それを見た、その場にいた全員が察した。一瞬にしてそれはギルド全体に広まり、しんと静まり返る。
――知らせなきゃいけない。
しばしの沈黙のあと、僕は震える声で告げた。
「ビルトン・クリプトン、ブレードマンティスにより、死亡しましたことを、ここに報告致します……!」
「…………。そう、ですか……。了解致しました。報告ありがとうございました」
ギルドの中が完全に沈んでしまった。
いたたまれなくなって、僕は依頼の報告もせずにギルドを出る。
いち早くサヤは僕を追ってきた。
遅れてウィニとチギリ師匠もやってくる。
サヤは僕に寄り添って、ただ傍にいてくれた。
僕はビルトンさんの顛末を皆に語った。
「クサビ……貴方は優しすぎる……。今回のことは、クサビのせいでも、ましてや原因でもないのよ」
「うみゅ…………」
「分かってはいるんだ。ただ、少しでも話した事のある人が目の前で死んでいくのが悲しいんだ。……僕にはどうしようも無かった。それも分かっているんだ! それなのに、どうしても……!」
僕の双眸から熱いものが流れ落ちる。それが涙だと気づいた途端とめどなく流れてしまい、どうにも止める事ができなくなってしまった。

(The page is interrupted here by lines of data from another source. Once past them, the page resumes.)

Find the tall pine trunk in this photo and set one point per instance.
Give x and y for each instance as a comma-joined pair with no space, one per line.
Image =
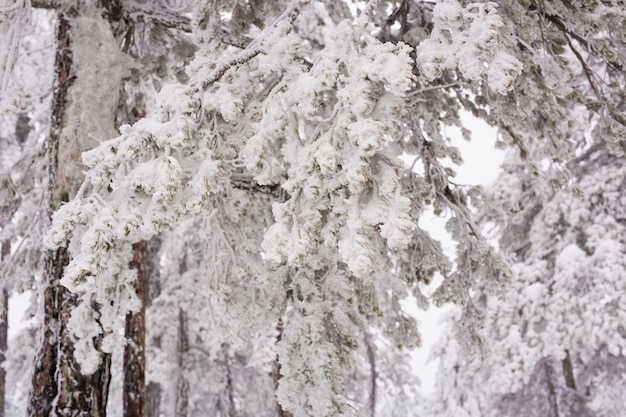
4,327
58,386
135,350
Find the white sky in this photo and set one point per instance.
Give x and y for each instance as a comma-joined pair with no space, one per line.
481,167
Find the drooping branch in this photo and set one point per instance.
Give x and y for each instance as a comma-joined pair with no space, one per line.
132,12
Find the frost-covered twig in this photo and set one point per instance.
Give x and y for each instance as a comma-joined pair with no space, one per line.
255,47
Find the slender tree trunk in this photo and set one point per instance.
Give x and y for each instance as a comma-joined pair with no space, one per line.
568,371
58,386
371,357
4,327
182,385
552,394
154,399
153,391
135,350
280,412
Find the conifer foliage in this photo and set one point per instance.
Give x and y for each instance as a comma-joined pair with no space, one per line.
221,189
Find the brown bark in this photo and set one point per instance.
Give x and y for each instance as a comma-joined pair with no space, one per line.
568,371
280,411
182,385
58,386
153,406
371,357
135,350
4,327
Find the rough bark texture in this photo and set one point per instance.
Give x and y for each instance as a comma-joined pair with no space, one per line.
135,350
371,357
44,388
4,326
568,371
58,386
154,399
276,373
182,385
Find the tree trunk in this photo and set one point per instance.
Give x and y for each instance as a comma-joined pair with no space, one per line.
135,350
4,327
58,386
182,385
154,399
371,357
280,412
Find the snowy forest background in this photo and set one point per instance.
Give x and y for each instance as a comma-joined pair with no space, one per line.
224,207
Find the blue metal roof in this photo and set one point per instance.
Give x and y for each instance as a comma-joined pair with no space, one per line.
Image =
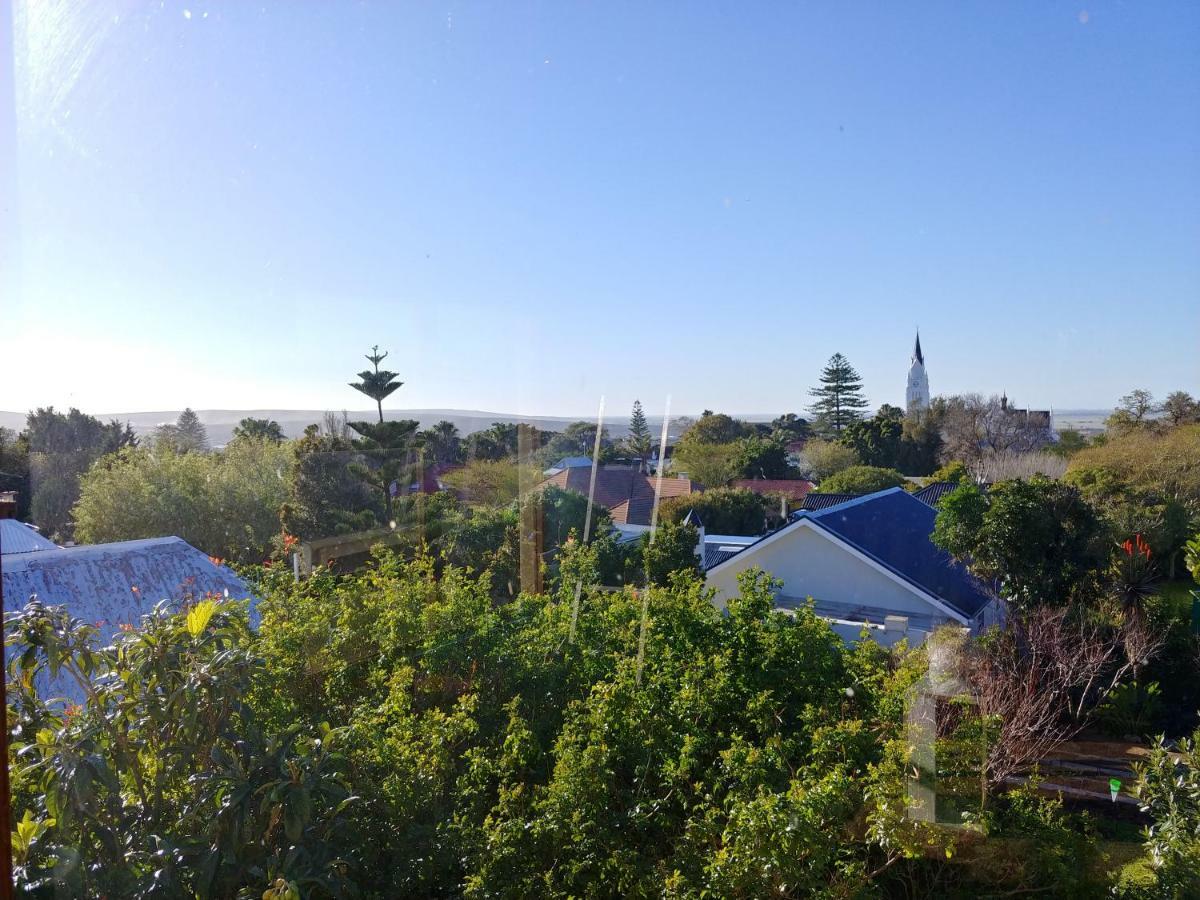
19,538
117,583
894,528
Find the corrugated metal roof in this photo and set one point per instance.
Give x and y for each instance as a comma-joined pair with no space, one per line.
19,538
815,501
894,528
934,493
117,583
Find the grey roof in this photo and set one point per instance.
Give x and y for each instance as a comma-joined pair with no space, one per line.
815,501
893,528
117,583
19,538
573,462
934,493
717,553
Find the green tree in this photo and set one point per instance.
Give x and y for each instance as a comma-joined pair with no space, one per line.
375,383
863,479
15,468
711,465
389,449
838,399
1181,408
1164,465
251,429
761,457
390,457
1168,787
1069,443
190,432
955,472
226,503
639,443
921,441
60,450
1133,412
489,483
497,442
325,497
673,550
822,459
875,441
443,444
715,429
576,439
163,781
1038,539
790,427
724,510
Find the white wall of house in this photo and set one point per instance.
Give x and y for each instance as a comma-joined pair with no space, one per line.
813,564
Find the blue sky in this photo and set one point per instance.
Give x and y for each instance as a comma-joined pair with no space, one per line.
223,204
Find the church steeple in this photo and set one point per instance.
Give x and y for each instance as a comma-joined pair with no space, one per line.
917,395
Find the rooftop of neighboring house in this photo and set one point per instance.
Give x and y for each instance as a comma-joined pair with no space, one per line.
625,492
893,528
117,583
816,501
933,493
19,538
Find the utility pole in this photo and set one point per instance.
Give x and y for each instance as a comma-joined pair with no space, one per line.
7,510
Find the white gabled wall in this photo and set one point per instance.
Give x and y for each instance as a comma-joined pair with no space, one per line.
813,564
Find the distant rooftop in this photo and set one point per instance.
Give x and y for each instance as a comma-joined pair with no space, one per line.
19,538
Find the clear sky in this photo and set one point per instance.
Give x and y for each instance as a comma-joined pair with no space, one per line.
225,204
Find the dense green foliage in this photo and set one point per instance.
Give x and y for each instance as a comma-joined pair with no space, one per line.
838,399
1039,539
226,503
724,510
863,479
399,733
258,430
59,448
823,459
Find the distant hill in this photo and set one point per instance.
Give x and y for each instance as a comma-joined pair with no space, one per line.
220,423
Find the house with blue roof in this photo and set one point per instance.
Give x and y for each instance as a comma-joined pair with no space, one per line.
868,562
108,585
114,583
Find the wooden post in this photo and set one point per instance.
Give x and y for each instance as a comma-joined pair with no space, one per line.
531,511
5,796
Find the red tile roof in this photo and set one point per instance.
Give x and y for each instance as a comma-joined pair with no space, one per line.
625,492
793,489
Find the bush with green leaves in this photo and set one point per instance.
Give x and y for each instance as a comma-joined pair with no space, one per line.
400,732
163,781
1168,787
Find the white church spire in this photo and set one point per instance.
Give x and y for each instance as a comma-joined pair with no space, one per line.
917,395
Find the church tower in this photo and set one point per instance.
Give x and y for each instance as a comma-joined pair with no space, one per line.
917,396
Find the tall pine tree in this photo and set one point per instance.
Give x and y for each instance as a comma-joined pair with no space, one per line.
839,399
639,441
390,448
376,384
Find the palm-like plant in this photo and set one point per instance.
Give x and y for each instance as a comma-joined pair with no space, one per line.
377,384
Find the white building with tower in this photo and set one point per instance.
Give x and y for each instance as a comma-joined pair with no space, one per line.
917,395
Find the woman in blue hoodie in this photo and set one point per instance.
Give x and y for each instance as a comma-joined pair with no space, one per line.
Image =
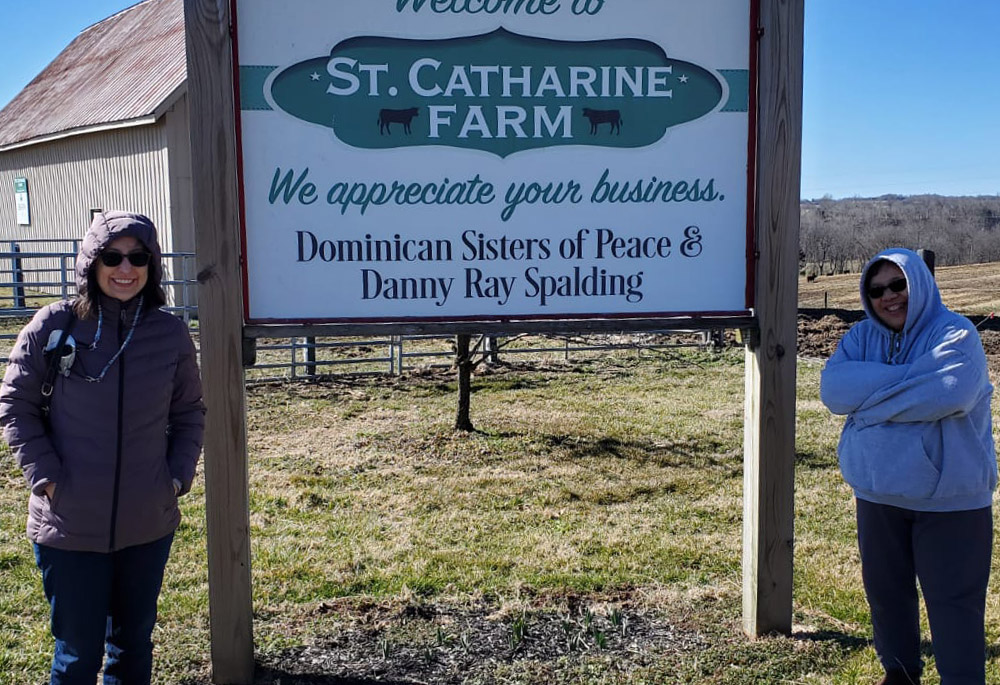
917,448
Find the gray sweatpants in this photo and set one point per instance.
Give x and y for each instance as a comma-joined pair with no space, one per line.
949,553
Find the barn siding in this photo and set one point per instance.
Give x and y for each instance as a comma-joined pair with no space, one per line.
118,169
130,168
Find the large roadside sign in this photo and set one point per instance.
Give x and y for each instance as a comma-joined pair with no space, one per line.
444,160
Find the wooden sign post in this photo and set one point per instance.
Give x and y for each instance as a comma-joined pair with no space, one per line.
769,416
655,291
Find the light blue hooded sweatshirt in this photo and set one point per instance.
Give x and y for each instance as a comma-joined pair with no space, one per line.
918,433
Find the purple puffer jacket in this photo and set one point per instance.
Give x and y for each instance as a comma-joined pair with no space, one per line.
116,445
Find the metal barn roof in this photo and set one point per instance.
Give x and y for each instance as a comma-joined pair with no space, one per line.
125,70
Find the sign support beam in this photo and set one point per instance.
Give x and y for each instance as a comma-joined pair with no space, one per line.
769,416
220,313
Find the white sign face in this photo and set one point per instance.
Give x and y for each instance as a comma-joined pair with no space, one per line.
21,202
489,159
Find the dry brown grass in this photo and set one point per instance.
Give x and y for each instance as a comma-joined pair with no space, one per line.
971,289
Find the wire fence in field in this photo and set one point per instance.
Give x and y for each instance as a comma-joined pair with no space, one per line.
34,273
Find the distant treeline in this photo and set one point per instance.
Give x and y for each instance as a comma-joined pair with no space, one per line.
840,235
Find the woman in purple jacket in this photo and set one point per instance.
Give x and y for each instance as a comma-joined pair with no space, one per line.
108,458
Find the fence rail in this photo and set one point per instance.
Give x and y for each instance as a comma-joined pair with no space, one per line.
36,272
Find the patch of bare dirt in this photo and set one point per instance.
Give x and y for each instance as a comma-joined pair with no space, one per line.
419,642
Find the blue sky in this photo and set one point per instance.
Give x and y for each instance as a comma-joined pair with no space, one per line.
900,96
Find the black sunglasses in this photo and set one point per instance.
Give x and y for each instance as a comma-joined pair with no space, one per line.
896,286
113,259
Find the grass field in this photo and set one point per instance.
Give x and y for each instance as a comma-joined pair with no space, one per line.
972,289
601,488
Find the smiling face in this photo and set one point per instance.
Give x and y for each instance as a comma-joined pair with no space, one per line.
122,282
891,306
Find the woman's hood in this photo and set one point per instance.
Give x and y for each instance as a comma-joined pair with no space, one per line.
106,227
924,298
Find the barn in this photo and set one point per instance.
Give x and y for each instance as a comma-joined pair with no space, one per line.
104,126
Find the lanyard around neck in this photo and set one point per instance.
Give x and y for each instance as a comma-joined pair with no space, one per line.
128,339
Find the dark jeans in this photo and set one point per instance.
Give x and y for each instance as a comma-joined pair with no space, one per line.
103,603
949,552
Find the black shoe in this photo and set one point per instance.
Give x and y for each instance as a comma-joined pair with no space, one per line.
900,677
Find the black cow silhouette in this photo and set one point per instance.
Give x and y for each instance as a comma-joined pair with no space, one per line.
611,117
386,117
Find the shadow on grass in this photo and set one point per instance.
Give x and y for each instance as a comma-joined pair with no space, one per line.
851,643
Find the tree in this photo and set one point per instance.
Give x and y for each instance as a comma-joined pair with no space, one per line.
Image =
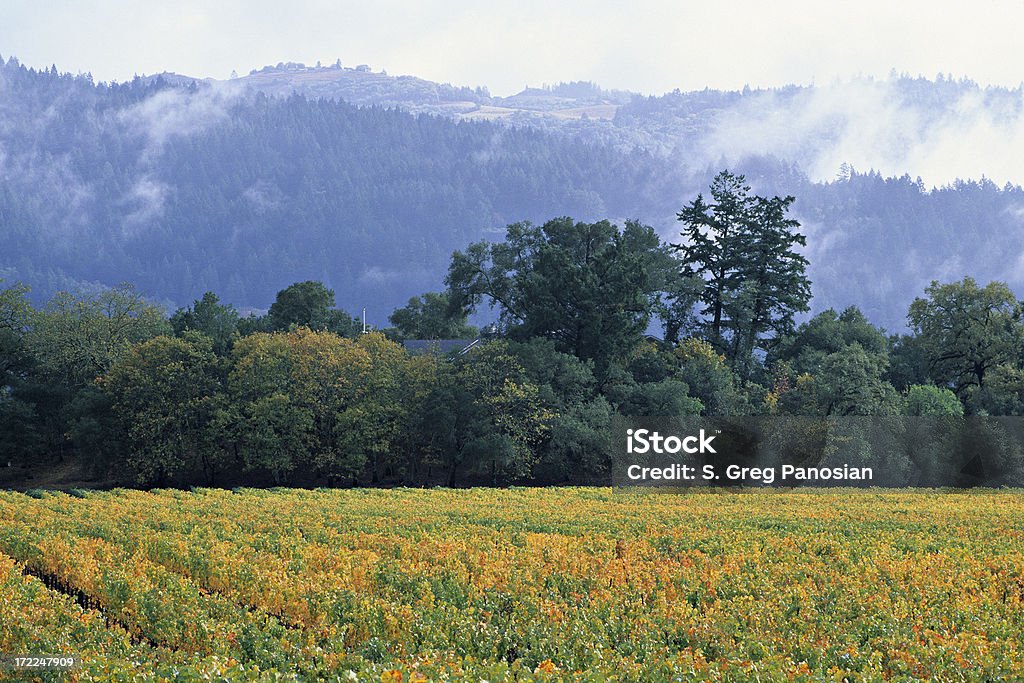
165,392
852,382
742,248
77,337
966,331
74,339
484,415
591,288
928,400
826,333
288,393
309,304
216,321
430,316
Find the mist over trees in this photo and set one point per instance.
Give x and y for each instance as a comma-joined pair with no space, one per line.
302,395
183,187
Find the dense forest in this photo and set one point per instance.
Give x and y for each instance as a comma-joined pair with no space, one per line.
304,395
181,186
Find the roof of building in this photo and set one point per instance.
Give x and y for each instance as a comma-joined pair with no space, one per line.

サヤはそんな僕を優しく包んだ。微かに震えているのを感じる。
……サヤも泣いているのだろうか。
ウィニはいたたまれなさげにして、チギリ師匠のローブの裾を掴んで猫耳を垂らしている。
しばらくの間、涙を流していたからか、少しすっきりした。
タイミングを測っていたのか、チギリ師匠が諭すようなトーンで言葉を紡ぐと、サヤもそっと離れる。
「我らは常に死と隣り合わせだ。だが、それを避ける事が出来るのは己自身と、仲間の力なのだ。……自身の死に泣いてくれる者が居たあやつは幸福な方だよ」
僕は涙を拭き、まっすぐチギリ師匠の目を見て力強く頷く。
「――はい! 僕は仲間を守れるように、そしていつか大勢を守れるように、強くなります。明日からまた稽古を付けてください!」
「ふふ。いい顔だ。……もちろんだとも。愛弟子よ」
いつだって人が死ぬ様はツライ。でも僕はそれも乗り越えて強くなるよ。
その後、依頼の報告をした僕はサヤと共にDランクへと昇格し、ささやかに祝いと追悼の席を設けたのだった。